Abstract The sedentary and dietary life style that evolved during the last decades has been paralleled by an unprecedented increase in the incidence of metabolic disturbances such as hypertension, dyslipidemia, obesity and type-2 diabetes. Glucagon, the key counter-regulatory hormone opposing insulin action, is released during periods of hypoglycemia by pancreatic alpha-cells to stimulate hepatic glucose production and restore euglycemia. Accordingly, excessive glucagon signaling is a crucial pathophysiological component of diabetes mellitus and these actions have been widely studied in both type 1 and 2 diabetic patients. Emerging evidence suggests that glucagon regulates a range of actions that may be quite desirable in patients with the metabolic syndrome. Indeed, potential drug targets that contain glucagon agonism have emerged as promising therapeutic candidates for obesity and diabetes. Yet, the targeted tissues and molecular mechanisms responsible for these beneficial effects are yet unknown. The scientific hypothesis that guides this proposal is that glucagon, via its hepatic receptors (GcgR), potentiates TORC2-dependent components of insulin-signaling cascade, which is further potentiated by hypothalamic GcgR signaling, to prime an individual for enhanced whole-body glucose disposal. Under our hypothesis, the counterregulatory actions of glucagon that maintain euglycemia during fasting, also engage mechanisms to potentiate subsequent insulin action. Our hypothesis is formulated both on our preliminary and published data demonstrating enhanced glucose tolerance and improved insulin sensitivity during hyperinsulinemic-euglycemic clamp in mice pretreated with glucagon, or a potent glucagon-receptor agonist. However, how glucagon regulates insulin action, and the tissues responsible for these combined insulin/glucagon-effects remain unresolved.

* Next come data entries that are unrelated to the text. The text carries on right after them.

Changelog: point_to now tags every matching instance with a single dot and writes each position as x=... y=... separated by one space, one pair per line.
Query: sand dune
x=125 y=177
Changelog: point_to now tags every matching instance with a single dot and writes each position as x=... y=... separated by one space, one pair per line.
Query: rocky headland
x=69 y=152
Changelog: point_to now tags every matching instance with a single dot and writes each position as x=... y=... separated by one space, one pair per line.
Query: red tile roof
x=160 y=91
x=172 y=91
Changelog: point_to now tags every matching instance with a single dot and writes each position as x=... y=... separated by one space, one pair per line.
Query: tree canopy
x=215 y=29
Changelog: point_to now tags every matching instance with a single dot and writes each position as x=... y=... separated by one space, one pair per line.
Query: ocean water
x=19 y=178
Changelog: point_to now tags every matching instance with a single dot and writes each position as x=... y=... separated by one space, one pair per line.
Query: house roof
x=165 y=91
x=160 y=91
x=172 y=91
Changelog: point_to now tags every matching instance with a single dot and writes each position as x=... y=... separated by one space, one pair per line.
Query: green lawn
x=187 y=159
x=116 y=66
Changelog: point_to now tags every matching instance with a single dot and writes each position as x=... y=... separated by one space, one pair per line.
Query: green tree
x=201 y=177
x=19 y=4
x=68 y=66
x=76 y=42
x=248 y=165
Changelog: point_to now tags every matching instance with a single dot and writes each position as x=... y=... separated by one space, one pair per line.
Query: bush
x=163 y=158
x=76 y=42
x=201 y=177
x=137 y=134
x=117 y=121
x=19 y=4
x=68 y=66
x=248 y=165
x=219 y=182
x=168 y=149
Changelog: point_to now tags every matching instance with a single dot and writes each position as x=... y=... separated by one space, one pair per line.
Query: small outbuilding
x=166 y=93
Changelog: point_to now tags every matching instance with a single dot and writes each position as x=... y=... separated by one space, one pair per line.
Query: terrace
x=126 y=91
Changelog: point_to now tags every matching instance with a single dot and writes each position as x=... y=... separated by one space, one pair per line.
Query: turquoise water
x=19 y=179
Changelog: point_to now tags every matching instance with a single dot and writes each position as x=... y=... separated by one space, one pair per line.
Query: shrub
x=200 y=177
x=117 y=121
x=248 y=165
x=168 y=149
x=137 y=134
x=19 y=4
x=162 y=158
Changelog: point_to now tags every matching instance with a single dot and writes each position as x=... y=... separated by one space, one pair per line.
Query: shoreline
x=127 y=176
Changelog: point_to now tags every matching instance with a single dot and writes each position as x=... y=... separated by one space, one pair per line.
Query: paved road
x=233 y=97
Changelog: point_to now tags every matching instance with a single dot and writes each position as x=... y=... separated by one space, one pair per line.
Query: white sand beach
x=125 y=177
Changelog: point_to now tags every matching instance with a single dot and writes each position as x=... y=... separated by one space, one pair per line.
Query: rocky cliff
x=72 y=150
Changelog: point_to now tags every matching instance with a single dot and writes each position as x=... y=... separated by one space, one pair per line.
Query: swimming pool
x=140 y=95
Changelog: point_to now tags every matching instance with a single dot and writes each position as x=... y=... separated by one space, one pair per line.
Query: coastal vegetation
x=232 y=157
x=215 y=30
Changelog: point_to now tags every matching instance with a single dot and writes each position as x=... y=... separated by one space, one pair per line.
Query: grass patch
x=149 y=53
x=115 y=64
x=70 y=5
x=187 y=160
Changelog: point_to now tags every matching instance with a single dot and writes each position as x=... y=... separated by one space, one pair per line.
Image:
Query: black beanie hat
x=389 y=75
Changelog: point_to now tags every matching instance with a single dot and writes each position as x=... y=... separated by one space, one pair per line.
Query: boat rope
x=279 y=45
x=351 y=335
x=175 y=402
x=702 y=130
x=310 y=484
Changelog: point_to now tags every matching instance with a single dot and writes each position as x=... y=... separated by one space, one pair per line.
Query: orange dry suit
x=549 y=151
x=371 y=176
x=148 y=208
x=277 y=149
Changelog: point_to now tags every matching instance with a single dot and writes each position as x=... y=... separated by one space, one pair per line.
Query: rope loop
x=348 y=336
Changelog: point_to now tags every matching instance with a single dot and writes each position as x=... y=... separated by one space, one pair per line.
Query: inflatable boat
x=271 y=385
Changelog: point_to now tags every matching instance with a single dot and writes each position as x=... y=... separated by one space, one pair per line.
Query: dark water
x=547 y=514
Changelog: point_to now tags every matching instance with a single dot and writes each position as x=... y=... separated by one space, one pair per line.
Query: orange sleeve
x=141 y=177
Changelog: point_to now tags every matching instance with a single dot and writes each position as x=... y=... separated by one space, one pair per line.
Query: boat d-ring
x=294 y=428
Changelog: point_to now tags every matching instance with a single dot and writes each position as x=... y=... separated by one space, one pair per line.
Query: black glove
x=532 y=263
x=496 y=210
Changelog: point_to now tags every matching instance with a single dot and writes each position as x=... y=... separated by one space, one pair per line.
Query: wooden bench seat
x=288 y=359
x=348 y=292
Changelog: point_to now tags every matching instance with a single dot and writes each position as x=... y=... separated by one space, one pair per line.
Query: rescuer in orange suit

抽象的 过去几十年演变的久坐和饮食生活方式与 高血压、血脂异常、肥胖等代谢紊乱的发生率空前增加 和2型糖尿病。胰高血糖素是对抗胰岛素作用的关键反调节激素，在 胰腺α细胞刺激肝葡萄糖产生和恢复的低血糖期 血糖正常。因此，过度的胰高血糖素信号传导是糖尿病的重要病理生理学组成部分 以及这些作用已在 1 型和 2 型糖尿病患者中进行了广泛研究。 新出现的证据表明，胰高血糖素可调节一系列可能在以下方面非常理想的作用： 患有代谢综合征的患者。事实上，含有胰高血糖素激动作用的潜在药物靶点已经 成为肥胖和糖尿病有前途的治疗候选者。然而，目标组织和分子 造成这些有益作用的机制尚不清楚。指导这一点的科学假设 建议认为胰高血糖素通过其肝受体 (GcgR) 增强 TORC2 依赖性成分 胰岛素信号级联，通过下丘脑 GcgR 信号进一步增强，以启动个体 增强全身葡萄糖的处理。根据我们的假设，胰高血糖素的反调节作用 在禁食期间维持血糖正常的药物，还涉及增强随后胰岛素作用的机制。我们的 假设是根据我们的初步数据和已发表的数据制定的，这些数据表明血糖升高 预处理的小鼠在高胰岛素-正常血糖钳夹过程中的耐受性和胰岛素敏感性的改善 胰高血糖素，或有效的胰高血糖素受体激动剂。然而，胰高血糖素如何调节胰岛素作用以及 负责这些胰岛素/胰高血糖素联合效应的组织仍未解决。